A investigação terá começado no dia 29 de Janeiro de 2016, motivada pela perda
da mãe e a herança de um quadro de Moniz Pereira (n. 1920 – m. 1989) que teria
sido vendido à avó da autora por uma esteticista que fora companheira de
Alexandre Pinheiro Torres (n. 1923 – m. 1999). Leonor de Almeida, cuja estreia
em 1947 com Caminhos Frios fora promovida como grande revelação da poesia
portuguesa, era a esteticista em causa. Além deste fulgurante livro de estreia,
foi autora de mais três obras — Luz do Fim (1950), Rapto (1953) e Terceira
Asa (1960) —,
o que lhe valeu ser incluída em antologias de relevo, referenciada em diversos
artigos na imprensa de então, mencionada por vários dos seus pares como uma das
vozes mais significativas da poesia portuguesa. Pouco depois do poemário derradeiro,
silenciou-se, desapareceu, não mais se soube dela. Numa entrevista ao Diário do
Minho, datada de Janeiro de 1947, percebemos estar diante de uma mulher verdadeiramente
invulgar para o Portugal daquele tempo. Refere-se a Verlaine e Rimbaud como
poetas de eleição, cita Taine, inventaria autores predilectos: Maurois, Ludwig,
Maugham, Romain Rolland. Raro, num país onde o analfabetismo grassava e as
mulheres eram educadas para ficar em casa a cuidar da família. De um primeiro
casamento em 1930, a poeta de Caminhos Frios teve um filho em 1931. Não se
quedou entre as paredes do lar. Frequentou o curso de Enfermeiras-Visitadoras
de Higiene entre 1932 e 1933, ficando aprovada com Distinção. Divorciou-se em
1936. Há registo de se haver inscrito, em 1950, na Associação dos Jornalistas e
Homens de Letras do Porto. Voltou a casar-se em 1951 com um homem 14 anos mais
novo, ao que parece explicador do filho, o poeta, crítico literário e
historiador Alexandre Pinheiro Torres (n. 1923 - m. 1999). O segundo casamento durou 10 anos, tendo
sido a causa do divórcio o adultério do marido. À traição correspondeu o
silenciamento da poeta. No Balanço da Poesia em 1950, publicado em A Serpente,
Leonor de Almeida e Alexandre Pinheiro Torres, que se estreara em 1950 com Novo
Génesis, surgem lado a lado: «Alexandre traduzia, dava aulas, e começou a
enveredar pela crítica literária; Leonor era enfermeira e, segundo informação
contida na edição de 1959 da Antologia da Novíssima Poesia Portuguesa, de Maria
Alberta Menéres e Ernesto Melo e Castro, era também «proprietária de um
Instituto de Beleza e Laboratório de Cosmética»» (p. 166). Chegaram a trabalhar
conjuntamente em traduções e não é de todo desprovido de sentido que tenha sido
Leonor a incentivar o jovem Alexandre para a poesia. Mais tarde, Egito
Gonçalves (n. 1920 – m. 2001), editor de A Serpente, amigo de ambos, terá
tentado recuperar a obra de Leonor do silenciamento em que caíra. Em vão. A
viver em Copenhaga, a poeta escreve a João Gaspar Simões (n. 1903 – m. 1987) em
Fevereiro de 1961: «Vivo à parte, isolada, não bem por temperamento, mas porque
um destino de frustrações e desaires sentimentais me condicionou a uma soledade
que se concilia perfeitamente com os meus complexos. Ignoro, portanto, bastante
do que os poetas sentem perante uma crítica» (p. 184).
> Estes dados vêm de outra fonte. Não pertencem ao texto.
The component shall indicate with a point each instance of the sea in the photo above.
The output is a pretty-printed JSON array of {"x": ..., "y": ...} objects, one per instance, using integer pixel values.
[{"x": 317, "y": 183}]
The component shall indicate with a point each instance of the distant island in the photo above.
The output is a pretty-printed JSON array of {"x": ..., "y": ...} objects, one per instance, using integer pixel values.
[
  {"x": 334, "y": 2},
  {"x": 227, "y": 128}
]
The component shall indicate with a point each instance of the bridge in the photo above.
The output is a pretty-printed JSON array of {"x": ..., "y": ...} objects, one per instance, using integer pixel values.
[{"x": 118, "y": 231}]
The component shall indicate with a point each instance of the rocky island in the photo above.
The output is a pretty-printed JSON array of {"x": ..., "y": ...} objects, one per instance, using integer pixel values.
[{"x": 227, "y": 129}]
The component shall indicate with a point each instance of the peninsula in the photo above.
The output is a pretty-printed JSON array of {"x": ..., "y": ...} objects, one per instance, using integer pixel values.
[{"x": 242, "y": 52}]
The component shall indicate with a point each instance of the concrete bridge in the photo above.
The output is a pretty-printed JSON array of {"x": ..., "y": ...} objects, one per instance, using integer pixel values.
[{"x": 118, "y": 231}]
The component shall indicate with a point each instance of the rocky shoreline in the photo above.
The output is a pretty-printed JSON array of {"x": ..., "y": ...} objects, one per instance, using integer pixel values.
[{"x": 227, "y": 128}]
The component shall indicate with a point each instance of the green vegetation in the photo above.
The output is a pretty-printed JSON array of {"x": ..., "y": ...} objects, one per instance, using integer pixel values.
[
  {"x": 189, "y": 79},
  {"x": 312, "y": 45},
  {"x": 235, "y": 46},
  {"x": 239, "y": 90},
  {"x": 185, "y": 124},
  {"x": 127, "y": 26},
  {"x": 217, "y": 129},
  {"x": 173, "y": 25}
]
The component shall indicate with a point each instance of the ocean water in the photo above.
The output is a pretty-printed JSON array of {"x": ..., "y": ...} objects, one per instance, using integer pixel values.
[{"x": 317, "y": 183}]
As páginas finais de
Tatuagens de Luz são dolorosas, são páginas de perda e de abandono, de
isolamento, de um apagamento que não teve em vista apenas o afastamento da vida
literária. Uma inundação levou-lhe pertences, eventualmente um original, a
tristeza levou-lhe o resto. Leonor de Almeida mudou-se para Lisboa, «usava
peruca e escondia-se sob um nome falso» (p. 251), D. Márcia, trabalhava como
esteticista. Morreu só, em 1983, rodeada de papéis que foram deitados no lixo
depois de os bombeiros darem com o cadáver de «Leonor deitada sobre a cama,
segurando o telefone preto. O auscultador estava fora do descanso, na sua mão»
(p. 253). Deixemos os pormenores para quem venha a ler o belíssimo livro
de Cláudia Clemente, enriquecido com inúmeras fotografias, reproduções de
artigos de imprensa, excertos de cartas, poemas da autora. Tatuagens de Luz excede
aquilo a que se propõe, libertando não só do esquecimento uma extraordinária poeta,
como permitindo que a luz ilumine esse mistério da escrita enquanto ponto de
encontro com o sentido da nossa existência. A lição que retiramos do caso
Leonor de Almeida relaciona-se com o poder da palavra impressa. Há qualquer
coisa de mágico nessa reunião com o outro através das palavras. É como se estas
fossem os genes de uma memória que imita o destino das marés.